Procedurally Generated Content in Games and its Effect on Player Experience

Abstract

This thesis investigates the relationship between algorithmic complexity, procedural content complexity, and user experience for procedural content generation (PCG) in video games. It examines whether increased algorithmic sophistication leads to more varied and higher-quality content, and how such content compares to handcrafted levels in terms of player experience.

A prototype game was developed in Unity using C# to compare two PCG approaches, a basic random walk algorithm and a more advanced graph rewriting system. The generated game levels were evaluated using both player-centric and technical methods. Player experience was assessed through Think-Aloud play-testing, semi-structured interviews, the Game Experience Questionnaire (GEQ), and gameplay data analysis. Algorithmic complexity was determined using Halstead complexity measurements and Cyclomatic Complexity.

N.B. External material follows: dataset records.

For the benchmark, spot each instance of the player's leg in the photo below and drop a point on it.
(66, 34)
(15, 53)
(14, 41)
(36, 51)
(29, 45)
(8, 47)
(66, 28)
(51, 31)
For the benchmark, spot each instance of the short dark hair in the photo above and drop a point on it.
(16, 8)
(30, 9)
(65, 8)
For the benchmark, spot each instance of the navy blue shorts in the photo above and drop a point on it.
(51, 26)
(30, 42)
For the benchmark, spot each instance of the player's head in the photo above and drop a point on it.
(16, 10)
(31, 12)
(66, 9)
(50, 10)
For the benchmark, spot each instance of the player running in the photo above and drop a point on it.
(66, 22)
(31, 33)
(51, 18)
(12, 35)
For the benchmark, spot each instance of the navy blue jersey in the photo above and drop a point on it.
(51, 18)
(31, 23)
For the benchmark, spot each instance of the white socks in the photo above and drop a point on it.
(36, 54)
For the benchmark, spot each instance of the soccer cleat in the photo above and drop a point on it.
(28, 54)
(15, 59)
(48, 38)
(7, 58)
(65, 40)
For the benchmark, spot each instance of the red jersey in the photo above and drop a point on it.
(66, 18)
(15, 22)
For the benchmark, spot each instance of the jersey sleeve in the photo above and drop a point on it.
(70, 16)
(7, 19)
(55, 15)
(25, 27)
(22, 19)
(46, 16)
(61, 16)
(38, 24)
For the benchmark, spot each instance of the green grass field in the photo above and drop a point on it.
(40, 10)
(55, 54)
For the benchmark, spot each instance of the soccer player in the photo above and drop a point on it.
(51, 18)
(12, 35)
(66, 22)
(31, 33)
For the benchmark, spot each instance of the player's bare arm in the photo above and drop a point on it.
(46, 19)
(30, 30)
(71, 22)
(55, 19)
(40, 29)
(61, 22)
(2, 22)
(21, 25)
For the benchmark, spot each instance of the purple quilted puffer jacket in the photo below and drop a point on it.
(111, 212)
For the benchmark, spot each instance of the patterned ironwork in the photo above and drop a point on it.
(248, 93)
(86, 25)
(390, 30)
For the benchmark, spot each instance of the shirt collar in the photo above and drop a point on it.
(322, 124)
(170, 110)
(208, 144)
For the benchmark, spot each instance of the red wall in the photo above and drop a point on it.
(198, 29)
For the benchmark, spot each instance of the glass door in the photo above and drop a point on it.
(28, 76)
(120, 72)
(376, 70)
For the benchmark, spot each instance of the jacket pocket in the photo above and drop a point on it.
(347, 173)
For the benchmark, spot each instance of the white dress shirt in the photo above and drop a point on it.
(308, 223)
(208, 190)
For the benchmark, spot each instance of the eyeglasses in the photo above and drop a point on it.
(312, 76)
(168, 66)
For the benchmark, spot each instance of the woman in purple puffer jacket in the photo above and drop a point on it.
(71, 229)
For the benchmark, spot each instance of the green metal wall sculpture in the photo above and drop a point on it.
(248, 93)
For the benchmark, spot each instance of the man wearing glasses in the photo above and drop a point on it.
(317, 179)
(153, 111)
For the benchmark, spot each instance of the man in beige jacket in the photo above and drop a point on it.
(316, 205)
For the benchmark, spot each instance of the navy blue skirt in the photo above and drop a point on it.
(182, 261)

Results indicate that while the graph rewriting algorithm produced more diverse and engaging level structures than the random walk approach, it also introduced greater development complexity and reduced maintainability. Additionally, gameplay issues arose in procedurally generated content that were not present in handcrafted levels. These findings highlight the trade-offs between PCG complexity, content control, and content variety.

Ultimately, the thesis emphasises the need for controlled iteration, player-focused evaluation, and careful variable isolation in PCG system development. It provides actionable insights for game developers on when and how to apply procedural generation effectively while balancing content quality, development time, and system maintainability.